ETF Showdown: The Battle For The American Dream
While it may feel like ages ago, it was just a few years ago that home ownership was considered one of the pillars of the American dream. Then along came the financial crisis, which was in large part fueled by loose lending standards to home buyers, and home ownership became more nightmare than pleasant dream for many Americans.
Obviously, shares of homebuilders became the shorts of a lifetime when the real estate bubble crashed, underscoring the profound impact residential real estate has on the U.S. economy. The good news is the housing market appears to be getting its act together.
The even better news is that has fueled impressive gains for investors over the past few months, making today the ideal time to have an ETF Showdown between the ETF kings of the residential real estate world, the iShares Dow Jones US Home Construction ETF (NYSE: ITB) and the SPDR S&P Homebuilders ETF (NYSE: XHB).
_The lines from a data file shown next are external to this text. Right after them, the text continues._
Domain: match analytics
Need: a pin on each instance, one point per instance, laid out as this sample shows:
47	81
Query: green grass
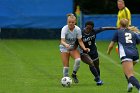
34	66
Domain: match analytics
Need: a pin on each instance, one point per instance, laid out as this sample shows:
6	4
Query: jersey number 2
128	38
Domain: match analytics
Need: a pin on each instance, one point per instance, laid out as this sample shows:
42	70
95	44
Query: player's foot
129	87
99	83
74	77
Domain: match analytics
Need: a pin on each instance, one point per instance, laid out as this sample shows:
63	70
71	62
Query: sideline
113	61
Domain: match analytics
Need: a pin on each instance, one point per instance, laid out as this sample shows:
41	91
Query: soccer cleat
129	87
99	83
74	77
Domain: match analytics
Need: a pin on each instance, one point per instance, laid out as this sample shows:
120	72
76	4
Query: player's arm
110	47
64	43
82	45
112	43
101	29
127	15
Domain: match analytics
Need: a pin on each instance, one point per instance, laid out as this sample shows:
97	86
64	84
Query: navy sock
94	72
134	82
74	72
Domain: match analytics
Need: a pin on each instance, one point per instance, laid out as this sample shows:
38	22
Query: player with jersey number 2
128	52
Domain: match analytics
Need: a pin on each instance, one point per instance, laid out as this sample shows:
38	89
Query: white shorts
64	49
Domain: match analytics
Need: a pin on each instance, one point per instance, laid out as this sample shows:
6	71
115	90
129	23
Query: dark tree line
106	6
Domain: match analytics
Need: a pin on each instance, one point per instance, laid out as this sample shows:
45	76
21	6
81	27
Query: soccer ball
66	81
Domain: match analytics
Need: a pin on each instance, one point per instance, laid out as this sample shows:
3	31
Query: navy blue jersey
127	41
89	39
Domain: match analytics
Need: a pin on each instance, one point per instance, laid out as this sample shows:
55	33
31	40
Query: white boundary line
113	61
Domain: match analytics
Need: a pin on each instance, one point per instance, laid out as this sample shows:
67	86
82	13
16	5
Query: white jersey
70	36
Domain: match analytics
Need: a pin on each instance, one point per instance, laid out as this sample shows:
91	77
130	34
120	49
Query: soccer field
34	66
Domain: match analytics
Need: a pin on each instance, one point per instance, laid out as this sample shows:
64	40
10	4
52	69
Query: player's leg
96	64
65	59
76	55
87	59
130	86
128	70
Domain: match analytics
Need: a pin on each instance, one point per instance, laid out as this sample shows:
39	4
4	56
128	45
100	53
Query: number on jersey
128	38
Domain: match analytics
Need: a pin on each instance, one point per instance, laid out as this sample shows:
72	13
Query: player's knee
77	61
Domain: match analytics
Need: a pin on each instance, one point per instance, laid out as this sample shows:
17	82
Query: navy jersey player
91	58
128	52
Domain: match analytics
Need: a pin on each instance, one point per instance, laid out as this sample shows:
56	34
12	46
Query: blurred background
43	19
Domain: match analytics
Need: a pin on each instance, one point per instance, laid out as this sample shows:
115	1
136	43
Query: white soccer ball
66	81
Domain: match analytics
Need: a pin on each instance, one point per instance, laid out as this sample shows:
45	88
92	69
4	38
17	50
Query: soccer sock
65	71
76	65
94	72
134	82
96	63
127	78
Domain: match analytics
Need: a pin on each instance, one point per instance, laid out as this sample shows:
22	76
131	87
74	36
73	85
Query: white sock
76	64
65	71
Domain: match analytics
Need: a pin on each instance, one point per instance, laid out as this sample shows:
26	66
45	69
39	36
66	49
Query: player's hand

At the moment, both funds are giving up some of their recent gains and heading into today, it was fair to say both were overbought. There's more comparisons that need to be made than just being overbought because there more than meets the eye with these ETFs, particularly in the case of XHB.
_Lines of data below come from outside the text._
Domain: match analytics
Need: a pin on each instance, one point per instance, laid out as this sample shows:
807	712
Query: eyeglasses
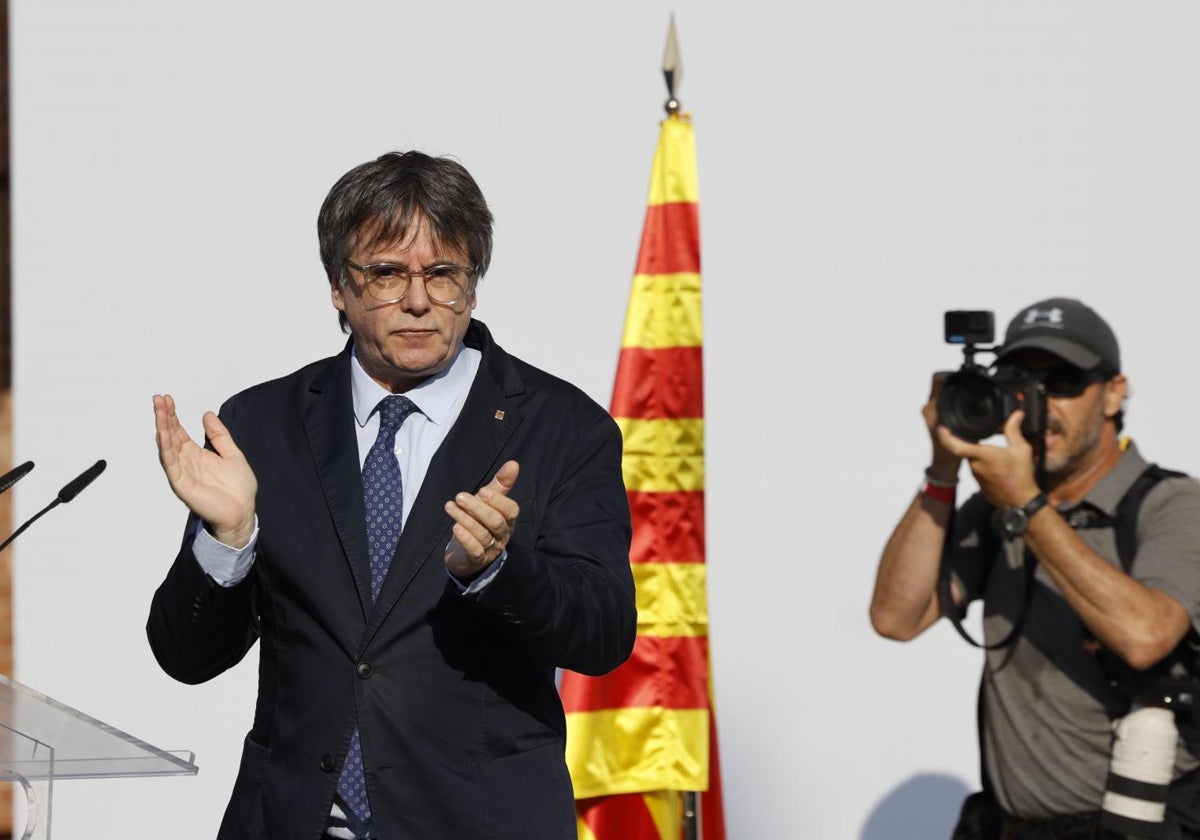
1061	381
389	282
1067	381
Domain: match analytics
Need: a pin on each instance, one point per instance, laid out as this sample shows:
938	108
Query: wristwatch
1014	521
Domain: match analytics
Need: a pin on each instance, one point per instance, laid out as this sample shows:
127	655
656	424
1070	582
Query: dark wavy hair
384	199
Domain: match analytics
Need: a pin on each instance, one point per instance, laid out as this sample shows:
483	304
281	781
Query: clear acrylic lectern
42	741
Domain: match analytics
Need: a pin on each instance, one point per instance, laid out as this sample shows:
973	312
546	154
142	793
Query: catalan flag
642	736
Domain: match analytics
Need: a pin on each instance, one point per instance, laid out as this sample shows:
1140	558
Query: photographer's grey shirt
1048	703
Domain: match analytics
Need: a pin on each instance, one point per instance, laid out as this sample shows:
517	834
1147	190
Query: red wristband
937	493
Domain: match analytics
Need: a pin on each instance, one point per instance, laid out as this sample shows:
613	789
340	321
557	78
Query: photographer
1089	637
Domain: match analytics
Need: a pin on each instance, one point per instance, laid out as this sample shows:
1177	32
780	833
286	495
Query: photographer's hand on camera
1005	473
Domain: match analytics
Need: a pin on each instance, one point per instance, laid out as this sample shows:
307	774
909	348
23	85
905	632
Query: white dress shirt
438	402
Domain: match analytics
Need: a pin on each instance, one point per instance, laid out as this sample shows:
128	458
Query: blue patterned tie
383	499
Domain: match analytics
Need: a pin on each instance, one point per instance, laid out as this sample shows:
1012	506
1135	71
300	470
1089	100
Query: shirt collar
1108	493
433	397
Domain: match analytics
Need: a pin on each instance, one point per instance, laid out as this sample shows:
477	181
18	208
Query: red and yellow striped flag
641	736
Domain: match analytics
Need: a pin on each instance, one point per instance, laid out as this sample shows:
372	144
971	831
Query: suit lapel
329	425
467	460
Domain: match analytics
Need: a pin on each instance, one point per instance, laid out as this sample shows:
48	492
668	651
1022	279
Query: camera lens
972	406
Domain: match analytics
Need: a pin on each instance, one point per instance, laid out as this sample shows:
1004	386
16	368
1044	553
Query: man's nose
415	299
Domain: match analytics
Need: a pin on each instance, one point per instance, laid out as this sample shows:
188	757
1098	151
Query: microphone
71	490
16	474
85	478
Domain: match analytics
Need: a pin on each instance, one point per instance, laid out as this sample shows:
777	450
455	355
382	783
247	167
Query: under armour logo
1037	316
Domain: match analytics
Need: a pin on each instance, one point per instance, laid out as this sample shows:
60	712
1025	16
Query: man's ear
1115	393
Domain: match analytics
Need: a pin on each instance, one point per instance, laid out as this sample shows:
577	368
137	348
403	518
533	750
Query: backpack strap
1125	521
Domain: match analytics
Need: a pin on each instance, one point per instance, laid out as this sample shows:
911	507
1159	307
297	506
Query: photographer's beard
1069	451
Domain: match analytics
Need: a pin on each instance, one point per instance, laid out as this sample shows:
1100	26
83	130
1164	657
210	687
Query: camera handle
1033	427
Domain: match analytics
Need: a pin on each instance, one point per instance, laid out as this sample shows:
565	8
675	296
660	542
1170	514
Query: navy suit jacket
462	729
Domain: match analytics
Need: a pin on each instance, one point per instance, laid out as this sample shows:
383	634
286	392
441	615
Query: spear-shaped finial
672	69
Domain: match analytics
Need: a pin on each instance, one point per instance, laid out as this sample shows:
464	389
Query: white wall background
864	166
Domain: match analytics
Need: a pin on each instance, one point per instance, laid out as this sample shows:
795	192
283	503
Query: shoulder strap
990	546
1125	522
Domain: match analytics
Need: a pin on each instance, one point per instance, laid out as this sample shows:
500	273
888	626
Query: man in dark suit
414	568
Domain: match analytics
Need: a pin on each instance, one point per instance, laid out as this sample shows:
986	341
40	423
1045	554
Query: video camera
973	402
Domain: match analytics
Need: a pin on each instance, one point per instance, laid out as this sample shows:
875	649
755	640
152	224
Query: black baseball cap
1066	328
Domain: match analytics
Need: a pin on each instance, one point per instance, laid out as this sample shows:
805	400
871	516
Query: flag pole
672	72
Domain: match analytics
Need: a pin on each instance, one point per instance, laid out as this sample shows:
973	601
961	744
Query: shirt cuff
225	564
With an expense ratio of 0.35% and almost $1.3 billion in assets under management, XHB is cheaper and larger than ITB (0.47% expense ratio and $439.1 million in AUM). However, XHB isn't quite the home building play it's name implies.
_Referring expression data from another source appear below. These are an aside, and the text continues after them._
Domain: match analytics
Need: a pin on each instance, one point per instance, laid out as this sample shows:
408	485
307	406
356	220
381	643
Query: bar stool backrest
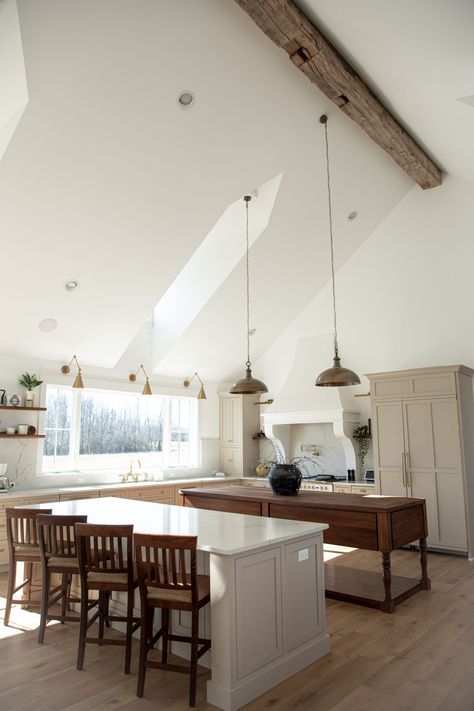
166	562
22	532
56	535
105	548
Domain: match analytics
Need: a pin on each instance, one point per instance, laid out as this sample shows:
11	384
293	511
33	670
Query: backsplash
331	459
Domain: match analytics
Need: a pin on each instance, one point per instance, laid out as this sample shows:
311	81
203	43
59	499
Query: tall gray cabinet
423	432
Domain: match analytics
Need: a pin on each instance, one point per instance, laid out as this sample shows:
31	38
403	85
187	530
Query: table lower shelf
364	587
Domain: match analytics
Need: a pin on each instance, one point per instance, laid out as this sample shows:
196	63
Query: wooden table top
318	499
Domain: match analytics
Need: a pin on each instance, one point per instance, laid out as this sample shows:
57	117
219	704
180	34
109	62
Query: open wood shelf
25	409
5	436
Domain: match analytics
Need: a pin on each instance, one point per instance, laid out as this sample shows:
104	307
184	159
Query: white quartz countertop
17	492
217	532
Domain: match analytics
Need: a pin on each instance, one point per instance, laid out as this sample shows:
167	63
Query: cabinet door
230	411
389	448
225	420
231	461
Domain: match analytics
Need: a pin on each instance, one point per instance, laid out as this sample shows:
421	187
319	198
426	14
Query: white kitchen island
267	614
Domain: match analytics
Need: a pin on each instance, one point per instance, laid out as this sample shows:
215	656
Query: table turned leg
388	604
425	581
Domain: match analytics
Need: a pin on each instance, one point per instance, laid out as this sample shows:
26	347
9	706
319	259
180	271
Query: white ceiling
108	181
419	57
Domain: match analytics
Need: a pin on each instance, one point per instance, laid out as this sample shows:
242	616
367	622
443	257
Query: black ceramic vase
285	479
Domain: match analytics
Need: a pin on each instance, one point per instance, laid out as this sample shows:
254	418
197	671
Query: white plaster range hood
301	402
Both ETFs have exposure to names like Lennar (NYSE: LEN), PulteGroup (NYSE: PHM) and KB Home (NYSE: KBH) and both allocate some of their weights to stocks like Home Depot (NYSE: HD) and Lowe's (NYSE: LOW).
Now we're not saying that XHB is excessively weighted to those types of stocks, but Home Depot, Whirlpool (NYSE: WHR) and Tempur Pedic (NYSE: TPX) are top-10 holdings in the ETF. In other words, XHB has more exposure to the discretionary, inside the house side of real estate.
On the other hand, ITB's top-five holdings are all pure play homebuilders and account for over 43% of that fund's weight.
And it is that leverage to homebuilders that helps explain why at the start of trading today, ITB was up almost 34% in the past 90 days while XHB was up "just" 25%. Yes, costs are important, but XHB isn't cheap enough to make enough for the performance gap between itself and ITB.
ITB is the winner of this week's showdown and the preferred option to buy on a dip if you're betting on more bullish sentiment in the U.S. housing market.